Autor: 25 mayo 2007

Léon Bloy: Exégesis de los lugares comunes
Acantilado, Barcelona, 2007

Como una sátira de necios, burla de inútiles y castigo de pedantes escribió Léon Bloy este libro con aspecto de disolvente universal.

En este volumen nunca se duda o se sugiere, cada párrafo es un directo a la mandíbula, un sarcasmo o una ejecución sumarísima. Antes de leer este libro sería bueno que el lector hiciera un acto de contrición, que recordara su comercio con el tópico y el lugar común, no sea que en mitad de este campo de batalla se encuentre a sí mismo en forma de cadáver.

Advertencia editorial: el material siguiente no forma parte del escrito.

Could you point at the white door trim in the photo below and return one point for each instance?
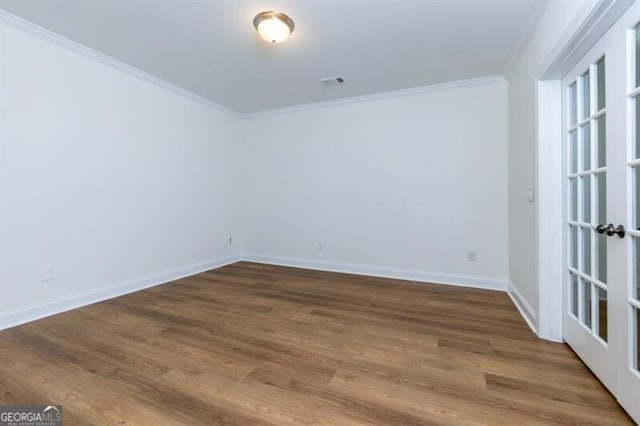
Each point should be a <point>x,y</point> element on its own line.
<point>593,20</point>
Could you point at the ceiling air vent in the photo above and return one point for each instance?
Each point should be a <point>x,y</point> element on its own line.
<point>332,81</point>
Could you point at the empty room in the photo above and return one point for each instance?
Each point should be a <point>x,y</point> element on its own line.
<point>374,212</point>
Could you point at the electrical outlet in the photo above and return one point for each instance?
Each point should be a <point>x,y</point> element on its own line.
<point>46,273</point>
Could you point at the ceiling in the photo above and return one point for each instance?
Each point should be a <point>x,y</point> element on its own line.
<point>210,47</point>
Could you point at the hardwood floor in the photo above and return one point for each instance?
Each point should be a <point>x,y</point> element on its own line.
<point>256,344</point>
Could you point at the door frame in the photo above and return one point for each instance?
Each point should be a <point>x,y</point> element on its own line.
<point>592,21</point>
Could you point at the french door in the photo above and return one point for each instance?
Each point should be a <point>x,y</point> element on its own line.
<point>602,150</point>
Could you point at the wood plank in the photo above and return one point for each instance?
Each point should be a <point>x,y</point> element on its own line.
<point>259,344</point>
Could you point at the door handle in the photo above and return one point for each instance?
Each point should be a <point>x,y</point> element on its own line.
<point>611,230</point>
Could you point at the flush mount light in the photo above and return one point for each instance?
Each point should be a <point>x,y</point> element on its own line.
<point>273,27</point>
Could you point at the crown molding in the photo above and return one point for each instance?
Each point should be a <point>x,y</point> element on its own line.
<point>380,96</point>
<point>535,16</point>
<point>10,19</point>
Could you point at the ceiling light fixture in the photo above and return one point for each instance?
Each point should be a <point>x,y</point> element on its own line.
<point>273,27</point>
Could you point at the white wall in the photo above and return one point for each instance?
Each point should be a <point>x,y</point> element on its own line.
<point>408,184</point>
<point>114,180</point>
<point>555,20</point>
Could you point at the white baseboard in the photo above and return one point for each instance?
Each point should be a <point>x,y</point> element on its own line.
<point>525,309</point>
<point>65,303</point>
<point>377,271</point>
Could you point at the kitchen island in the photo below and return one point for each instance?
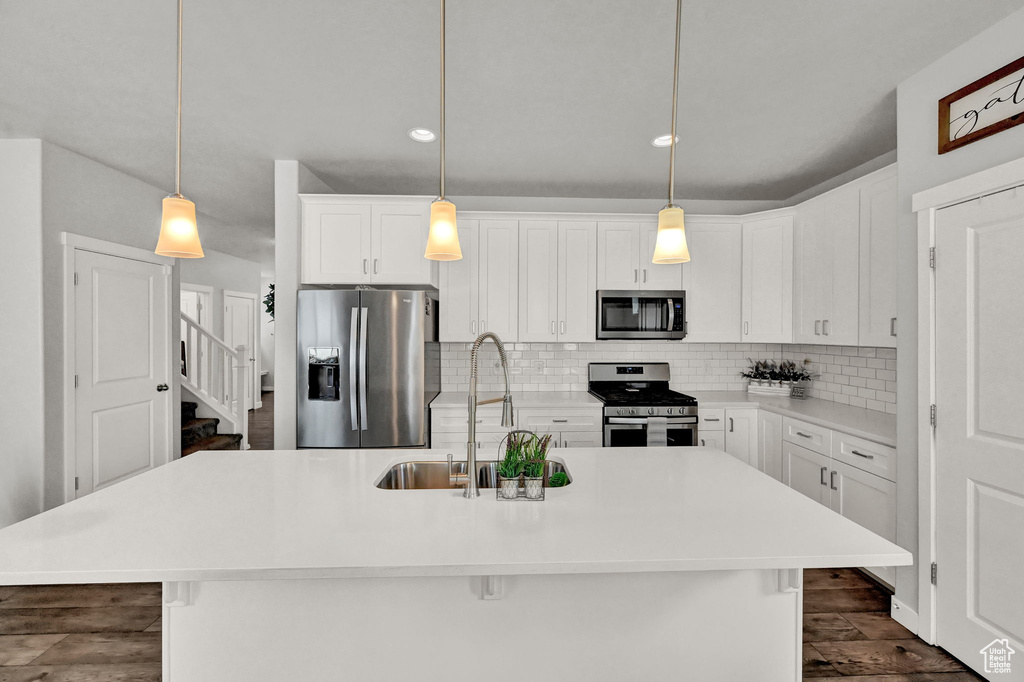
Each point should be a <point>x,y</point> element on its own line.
<point>652,564</point>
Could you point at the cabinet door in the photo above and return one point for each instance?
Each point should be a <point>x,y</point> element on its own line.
<point>712,439</point>
<point>399,238</point>
<point>538,280</point>
<point>577,282</point>
<point>499,282</point>
<point>879,229</point>
<point>867,500</point>
<point>336,244</point>
<point>654,276</point>
<point>768,281</point>
<point>770,443</point>
<point>617,255</point>
<point>740,435</point>
<point>806,472</point>
<point>713,283</point>
<point>460,289</point>
<point>841,316</point>
<point>808,272</point>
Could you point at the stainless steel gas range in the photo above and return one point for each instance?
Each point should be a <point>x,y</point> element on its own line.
<point>639,409</point>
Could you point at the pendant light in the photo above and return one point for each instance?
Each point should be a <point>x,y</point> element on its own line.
<point>671,246</point>
<point>442,241</point>
<point>178,232</point>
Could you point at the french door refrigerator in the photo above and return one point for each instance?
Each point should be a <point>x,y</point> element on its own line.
<point>369,365</point>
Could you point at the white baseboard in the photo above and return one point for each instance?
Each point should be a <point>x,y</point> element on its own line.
<point>904,615</point>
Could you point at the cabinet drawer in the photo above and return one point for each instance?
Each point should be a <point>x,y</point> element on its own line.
<point>712,419</point>
<point>864,455</point>
<point>548,421</point>
<point>814,438</point>
<point>488,420</point>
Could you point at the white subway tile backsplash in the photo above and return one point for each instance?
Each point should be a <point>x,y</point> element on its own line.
<point>863,377</point>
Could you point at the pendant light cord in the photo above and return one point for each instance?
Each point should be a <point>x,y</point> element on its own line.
<point>177,165</point>
<point>675,98</point>
<point>442,101</point>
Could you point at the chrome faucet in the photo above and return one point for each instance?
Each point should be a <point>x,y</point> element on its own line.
<point>508,421</point>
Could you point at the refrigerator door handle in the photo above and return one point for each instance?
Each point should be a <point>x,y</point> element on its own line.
<point>363,368</point>
<point>351,369</point>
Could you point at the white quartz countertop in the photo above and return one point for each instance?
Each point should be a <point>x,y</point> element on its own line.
<point>869,424</point>
<point>521,399</point>
<point>307,514</point>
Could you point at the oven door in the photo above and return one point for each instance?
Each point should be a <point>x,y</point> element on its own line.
<point>641,314</point>
<point>641,432</point>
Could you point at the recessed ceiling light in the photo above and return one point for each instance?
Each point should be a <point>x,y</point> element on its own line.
<point>422,135</point>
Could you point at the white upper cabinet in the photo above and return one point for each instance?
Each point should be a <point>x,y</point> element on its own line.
<point>879,230</point>
<point>826,268</point>
<point>767,300</point>
<point>499,278</point>
<point>557,281</point>
<point>336,243</point>
<point>624,253</point>
<point>366,240</point>
<point>713,281</point>
<point>459,311</point>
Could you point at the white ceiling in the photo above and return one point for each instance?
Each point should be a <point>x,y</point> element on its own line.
<point>546,97</point>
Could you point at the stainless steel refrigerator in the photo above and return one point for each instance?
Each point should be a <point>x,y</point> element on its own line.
<point>369,365</point>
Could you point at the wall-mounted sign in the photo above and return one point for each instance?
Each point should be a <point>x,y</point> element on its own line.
<point>988,105</point>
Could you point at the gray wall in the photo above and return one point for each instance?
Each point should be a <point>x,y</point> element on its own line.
<point>921,167</point>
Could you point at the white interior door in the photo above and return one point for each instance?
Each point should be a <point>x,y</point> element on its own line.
<point>979,435</point>
<point>122,355</point>
<point>240,330</point>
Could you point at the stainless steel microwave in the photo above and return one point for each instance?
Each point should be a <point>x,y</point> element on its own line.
<point>641,314</point>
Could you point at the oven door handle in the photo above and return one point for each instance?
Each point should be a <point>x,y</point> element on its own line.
<point>643,420</point>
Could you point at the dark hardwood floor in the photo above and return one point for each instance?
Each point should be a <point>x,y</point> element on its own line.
<point>261,425</point>
<point>112,633</point>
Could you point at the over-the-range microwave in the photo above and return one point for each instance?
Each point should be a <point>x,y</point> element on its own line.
<point>641,314</point>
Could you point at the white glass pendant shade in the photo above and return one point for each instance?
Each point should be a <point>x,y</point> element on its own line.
<point>178,232</point>
<point>671,245</point>
<point>442,242</point>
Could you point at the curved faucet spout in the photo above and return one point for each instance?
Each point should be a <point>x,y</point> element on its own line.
<point>508,418</point>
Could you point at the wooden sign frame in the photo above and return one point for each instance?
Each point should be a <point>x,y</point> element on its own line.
<point>947,144</point>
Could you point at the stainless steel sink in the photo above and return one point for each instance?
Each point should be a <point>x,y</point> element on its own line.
<point>434,475</point>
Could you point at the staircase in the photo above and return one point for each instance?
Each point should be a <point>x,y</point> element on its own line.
<point>199,433</point>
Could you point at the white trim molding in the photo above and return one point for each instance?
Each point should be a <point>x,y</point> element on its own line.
<point>926,204</point>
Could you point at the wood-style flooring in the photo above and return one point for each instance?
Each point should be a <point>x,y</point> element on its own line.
<point>261,425</point>
<point>112,633</point>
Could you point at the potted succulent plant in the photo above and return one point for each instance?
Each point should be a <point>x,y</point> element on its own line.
<point>511,466</point>
<point>537,452</point>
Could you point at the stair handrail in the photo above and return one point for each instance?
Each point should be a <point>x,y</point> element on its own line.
<point>232,375</point>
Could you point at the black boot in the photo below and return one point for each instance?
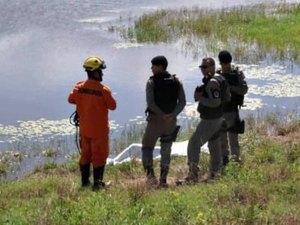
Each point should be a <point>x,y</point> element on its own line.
<point>225,160</point>
<point>85,175</point>
<point>151,179</point>
<point>98,178</point>
<point>163,177</point>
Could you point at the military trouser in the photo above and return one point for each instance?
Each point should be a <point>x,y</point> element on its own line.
<point>230,137</point>
<point>156,128</point>
<point>207,130</point>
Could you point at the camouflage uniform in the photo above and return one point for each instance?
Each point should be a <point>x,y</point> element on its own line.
<point>238,88</point>
<point>165,100</point>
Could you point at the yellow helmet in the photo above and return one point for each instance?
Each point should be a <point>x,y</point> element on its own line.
<point>93,62</point>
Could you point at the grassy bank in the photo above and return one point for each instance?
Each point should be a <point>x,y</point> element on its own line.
<point>264,189</point>
<point>272,28</point>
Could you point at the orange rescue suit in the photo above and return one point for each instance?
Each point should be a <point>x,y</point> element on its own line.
<point>93,100</point>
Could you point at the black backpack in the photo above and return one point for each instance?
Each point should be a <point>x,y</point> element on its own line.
<point>224,88</point>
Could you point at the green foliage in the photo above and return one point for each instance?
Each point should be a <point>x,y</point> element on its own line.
<point>263,189</point>
<point>235,26</point>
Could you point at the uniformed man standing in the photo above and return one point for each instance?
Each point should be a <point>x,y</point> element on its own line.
<point>210,96</point>
<point>93,101</point>
<point>165,100</point>
<point>238,88</point>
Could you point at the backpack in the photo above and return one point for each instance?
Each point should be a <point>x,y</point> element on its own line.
<point>224,88</point>
<point>232,79</point>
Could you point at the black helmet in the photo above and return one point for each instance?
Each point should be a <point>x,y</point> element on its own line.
<point>225,57</point>
<point>160,61</point>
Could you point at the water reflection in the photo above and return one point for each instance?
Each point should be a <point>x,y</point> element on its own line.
<point>43,45</point>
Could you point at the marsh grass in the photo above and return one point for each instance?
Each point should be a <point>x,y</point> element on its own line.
<point>263,189</point>
<point>243,30</point>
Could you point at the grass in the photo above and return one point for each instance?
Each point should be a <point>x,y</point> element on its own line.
<point>266,28</point>
<point>264,189</point>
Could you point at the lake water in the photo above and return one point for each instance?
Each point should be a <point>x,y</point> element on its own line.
<point>44,43</point>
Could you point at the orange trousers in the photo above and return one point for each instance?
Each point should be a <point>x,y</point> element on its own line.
<point>94,150</point>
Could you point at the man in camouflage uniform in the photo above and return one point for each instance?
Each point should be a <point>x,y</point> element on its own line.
<point>210,97</point>
<point>165,100</point>
<point>238,88</point>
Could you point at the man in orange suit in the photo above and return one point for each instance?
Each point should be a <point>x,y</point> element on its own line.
<point>93,100</point>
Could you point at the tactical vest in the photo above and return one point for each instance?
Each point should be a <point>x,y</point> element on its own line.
<point>216,112</point>
<point>236,100</point>
<point>166,91</point>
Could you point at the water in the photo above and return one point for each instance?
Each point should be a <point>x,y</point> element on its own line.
<point>44,43</point>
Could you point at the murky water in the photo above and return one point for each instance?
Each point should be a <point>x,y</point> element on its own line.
<point>43,45</point>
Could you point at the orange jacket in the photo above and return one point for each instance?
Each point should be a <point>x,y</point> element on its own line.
<point>93,100</point>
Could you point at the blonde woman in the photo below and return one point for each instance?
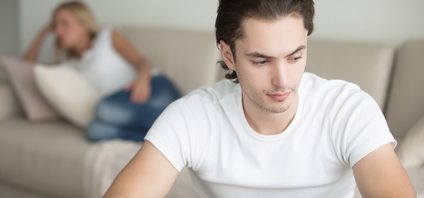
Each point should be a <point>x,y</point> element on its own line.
<point>133,98</point>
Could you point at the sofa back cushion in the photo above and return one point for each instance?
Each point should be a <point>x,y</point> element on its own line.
<point>187,57</point>
<point>366,64</point>
<point>21,76</point>
<point>406,100</point>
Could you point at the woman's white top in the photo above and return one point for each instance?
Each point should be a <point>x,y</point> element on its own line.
<point>103,66</point>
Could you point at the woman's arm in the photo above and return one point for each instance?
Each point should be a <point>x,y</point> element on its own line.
<point>31,54</point>
<point>141,86</point>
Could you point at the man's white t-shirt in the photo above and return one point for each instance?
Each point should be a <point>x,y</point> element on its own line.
<point>336,125</point>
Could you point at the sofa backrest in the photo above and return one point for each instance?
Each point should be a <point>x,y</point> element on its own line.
<point>187,57</point>
<point>406,99</point>
<point>2,74</point>
<point>368,65</point>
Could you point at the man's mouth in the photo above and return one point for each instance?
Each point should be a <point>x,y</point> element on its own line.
<point>279,96</point>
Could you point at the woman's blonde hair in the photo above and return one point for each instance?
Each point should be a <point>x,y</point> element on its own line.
<point>84,16</point>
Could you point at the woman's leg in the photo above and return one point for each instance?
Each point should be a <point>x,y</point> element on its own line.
<point>98,131</point>
<point>118,110</point>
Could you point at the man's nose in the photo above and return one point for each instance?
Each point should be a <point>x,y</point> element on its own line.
<point>279,75</point>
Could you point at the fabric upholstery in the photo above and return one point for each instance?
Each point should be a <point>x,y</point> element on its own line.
<point>406,100</point>
<point>411,151</point>
<point>45,157</point>
<point>21,78</point>
<point>69,92</point>
<point>366,64</point>
<point>9,106</point>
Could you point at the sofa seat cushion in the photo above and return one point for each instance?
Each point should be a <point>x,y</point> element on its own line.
<point>417,178</point>
<point>46,157</point>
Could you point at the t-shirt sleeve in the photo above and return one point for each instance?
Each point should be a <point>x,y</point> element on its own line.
<point>359,127</point>
<point>169,135</point>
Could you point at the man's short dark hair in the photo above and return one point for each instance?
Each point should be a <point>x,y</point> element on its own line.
<point>231,14</point>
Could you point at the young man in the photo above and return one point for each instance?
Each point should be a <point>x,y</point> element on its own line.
<point>274,131</point>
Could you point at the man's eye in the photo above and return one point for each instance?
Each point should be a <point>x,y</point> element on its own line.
<point>295,59</point>
<point>263,62</point>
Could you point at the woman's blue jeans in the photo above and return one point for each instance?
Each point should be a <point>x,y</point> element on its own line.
<point>118,117</point>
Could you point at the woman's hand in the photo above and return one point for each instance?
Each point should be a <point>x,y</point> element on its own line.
<point>140,89</point>
<point>46,29</point>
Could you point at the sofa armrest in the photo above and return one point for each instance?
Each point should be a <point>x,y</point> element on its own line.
<point>9,105</point>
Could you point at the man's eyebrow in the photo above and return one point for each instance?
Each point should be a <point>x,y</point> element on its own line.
<point>260,55</point>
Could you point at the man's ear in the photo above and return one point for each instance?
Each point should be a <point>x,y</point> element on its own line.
<point>227,55</point>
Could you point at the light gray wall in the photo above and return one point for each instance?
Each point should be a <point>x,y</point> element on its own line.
<point>9,27</point>
<point>386,21</point>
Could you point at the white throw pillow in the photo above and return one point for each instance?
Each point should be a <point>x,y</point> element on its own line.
<point>68,92</point>
<point>411,151</point>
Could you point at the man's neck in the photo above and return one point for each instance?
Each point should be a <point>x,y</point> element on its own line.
<point>265,122</point>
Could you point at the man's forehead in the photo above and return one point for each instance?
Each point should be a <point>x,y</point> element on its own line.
<point>274,37</point>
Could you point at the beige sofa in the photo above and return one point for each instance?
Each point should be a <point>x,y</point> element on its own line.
<point>46,159</point>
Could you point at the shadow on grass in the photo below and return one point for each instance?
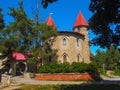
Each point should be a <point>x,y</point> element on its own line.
<point>99,85</point>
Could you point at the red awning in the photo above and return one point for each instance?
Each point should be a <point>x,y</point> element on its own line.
<point>17,56</point>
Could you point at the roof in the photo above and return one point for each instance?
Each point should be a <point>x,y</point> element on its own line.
<point>76,33</point>
<point>17,56</point>
<point>80,21</point>
<point>50,22</point>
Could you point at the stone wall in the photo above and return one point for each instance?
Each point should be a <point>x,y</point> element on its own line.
<point>64,77</point>
<point>71,48</point>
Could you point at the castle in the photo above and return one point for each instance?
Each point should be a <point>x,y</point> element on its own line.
<point>72,46</point>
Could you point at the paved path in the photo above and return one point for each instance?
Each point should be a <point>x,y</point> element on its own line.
<point>20,80</point>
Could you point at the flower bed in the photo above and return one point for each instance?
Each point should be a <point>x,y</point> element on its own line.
<point>64,77</point>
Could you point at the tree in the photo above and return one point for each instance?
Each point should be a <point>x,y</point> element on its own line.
<point>105,22</point>
<point>24,35</point>
<point>45,2</point>
<point>1,27</point>
<point>110,58</point>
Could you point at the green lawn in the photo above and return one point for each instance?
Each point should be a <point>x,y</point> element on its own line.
<point>71,87</point>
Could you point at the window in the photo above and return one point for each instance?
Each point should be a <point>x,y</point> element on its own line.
<point>79,29</point>
<point>64,58</point>
<point>79,58</point>
<point>77,42</point>
<point>64,41</point>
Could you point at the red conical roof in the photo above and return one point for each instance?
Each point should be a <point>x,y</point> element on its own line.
<point>50,22</point>
<point>80,21</point>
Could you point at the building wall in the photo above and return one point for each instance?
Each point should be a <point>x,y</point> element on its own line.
<point>73,49</point>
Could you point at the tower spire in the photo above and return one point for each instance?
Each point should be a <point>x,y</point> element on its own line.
<point>80,21</point>
<point>50,21</point>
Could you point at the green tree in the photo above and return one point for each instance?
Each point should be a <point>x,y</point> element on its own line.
<point>110,58</point>
<point>1,20</point>
<point>23,35</point>
<point>105,22</point>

El objetivo del francés al escribir cada página pudo ser moral, pero su trazo es a veces tan grueso y atrabiliario que no siempre podemos aceptar sus consejos. Esa distancia no nos impide disfrutar de su talento, de su virtuosismo para la injuria, de sus apólogos y de su laboriosa crueldad.

El veneno que encierran estas páginas está dedicado en primer lugar al Burgués, escrito así, con esa excesiva mayúscula, como si el autor le hablara a un enemigo todopoderoso e inconcreto. No hay anatema, dicterio o broma que no le dedique, tan enfangado sale el Burgués de estas páginas.

En boca de ese Burgués pone el autor todos los lugares comunes que disecciona, pero no parece que esos tópicos sean de uso exclusivo de ese simbólico señor. Bloy lo sabe, pero le importa más la crítica que la exactitud. Su actitud no es la del juez imparcial, sino la del orador que se planta en mitad de una plaza o de una humeante tertulia y nos suelta una furiosa arenga que mezcla verdades y maniqueísmos, lucidez y escatología, insultos y piedades.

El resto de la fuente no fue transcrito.